Due to climate change, subtropical forests are increasingly exposed to severe disturbance, which may lead to increased tree mortality. To date, previous research has not sufficiently studied the deadwood biomass within forests over large study plots. To address this research gap, we calculated the deadwood biomass within a 20 hectare (ha) permanent old-growth forest plot in southern China during two censuses and assessed the factors contributing to it. The deadwood biomass was estimated by applying allometric regression equations. There was a total of 11,283 (22.4%) dead individuals in the study plot. Most of these dead trees had very small diameters (1–10 cm). The spatial distribution of the dead individuals differed across subplots and was determined by biotic and abiotic factors. The deadwood biomass storage was 142.5 ton (t) in our study plot.
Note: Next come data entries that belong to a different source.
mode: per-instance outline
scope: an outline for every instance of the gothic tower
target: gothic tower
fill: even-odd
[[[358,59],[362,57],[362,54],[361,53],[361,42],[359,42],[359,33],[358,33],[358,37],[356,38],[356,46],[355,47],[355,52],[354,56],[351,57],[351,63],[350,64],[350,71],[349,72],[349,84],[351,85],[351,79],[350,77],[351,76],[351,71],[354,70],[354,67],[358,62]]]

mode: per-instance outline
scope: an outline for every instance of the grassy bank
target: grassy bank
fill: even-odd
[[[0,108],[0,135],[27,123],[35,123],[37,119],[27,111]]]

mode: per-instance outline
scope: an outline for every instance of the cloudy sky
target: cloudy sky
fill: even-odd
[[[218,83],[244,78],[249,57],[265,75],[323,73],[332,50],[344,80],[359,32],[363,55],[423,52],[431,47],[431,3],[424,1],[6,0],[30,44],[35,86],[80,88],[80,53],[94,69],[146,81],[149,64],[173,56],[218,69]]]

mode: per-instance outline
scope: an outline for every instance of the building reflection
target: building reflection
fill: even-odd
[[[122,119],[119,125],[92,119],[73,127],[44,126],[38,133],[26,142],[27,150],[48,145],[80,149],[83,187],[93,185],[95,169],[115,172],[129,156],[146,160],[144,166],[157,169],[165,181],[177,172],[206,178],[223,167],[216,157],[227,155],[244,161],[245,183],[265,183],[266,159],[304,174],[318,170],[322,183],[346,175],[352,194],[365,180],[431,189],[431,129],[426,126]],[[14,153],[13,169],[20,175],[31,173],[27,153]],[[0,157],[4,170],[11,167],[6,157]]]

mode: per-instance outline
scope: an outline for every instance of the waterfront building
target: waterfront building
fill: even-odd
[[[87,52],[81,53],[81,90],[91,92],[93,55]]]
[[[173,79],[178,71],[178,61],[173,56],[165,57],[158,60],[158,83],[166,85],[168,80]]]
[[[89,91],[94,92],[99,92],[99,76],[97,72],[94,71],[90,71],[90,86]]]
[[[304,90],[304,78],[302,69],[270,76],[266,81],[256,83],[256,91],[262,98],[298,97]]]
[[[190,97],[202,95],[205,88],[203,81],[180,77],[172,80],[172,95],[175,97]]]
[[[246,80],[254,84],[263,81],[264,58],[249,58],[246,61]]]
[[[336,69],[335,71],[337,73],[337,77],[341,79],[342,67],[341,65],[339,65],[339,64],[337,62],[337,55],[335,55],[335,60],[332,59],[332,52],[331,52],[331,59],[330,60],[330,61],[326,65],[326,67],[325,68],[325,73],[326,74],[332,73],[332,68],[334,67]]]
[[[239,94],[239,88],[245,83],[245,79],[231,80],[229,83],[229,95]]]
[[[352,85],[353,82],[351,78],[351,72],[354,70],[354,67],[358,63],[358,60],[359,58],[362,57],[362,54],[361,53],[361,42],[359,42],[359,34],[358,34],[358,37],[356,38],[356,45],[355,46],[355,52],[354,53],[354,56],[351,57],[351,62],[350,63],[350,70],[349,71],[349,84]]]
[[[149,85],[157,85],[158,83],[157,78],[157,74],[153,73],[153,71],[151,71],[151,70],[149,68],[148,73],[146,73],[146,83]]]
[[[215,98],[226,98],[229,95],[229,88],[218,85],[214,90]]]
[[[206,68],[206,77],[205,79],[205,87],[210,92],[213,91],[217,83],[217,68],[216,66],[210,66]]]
Small (DBH: 0–30 cm) and medium trees (DBH: 30–50 cm) were the largest contributors (54.9% and 30.7%) to deadwood biomass storage. Three dominant tree species contributed 64.8% of the deadwood biomass storage, and the deadwood biomass of 38 tree species was less than 1 t ha−1. Finally, the deadwood biomass was determined by breast diameter and the number of dead individuals, which was influenced by neighboring individuals and environmental factors. This study provides a detailed assessment of the patterns of the deadwood biomass in a subtropical forest and underscores the importance of including community characteristics and abiotic factors (e.g., topography) into research on forest ecosystem carbon. The results of this research provide valuable information that can deepen the understanding of the contribution of subtropical forests to the global carbon cycle and that can be used to improve forest protection and planning strategies.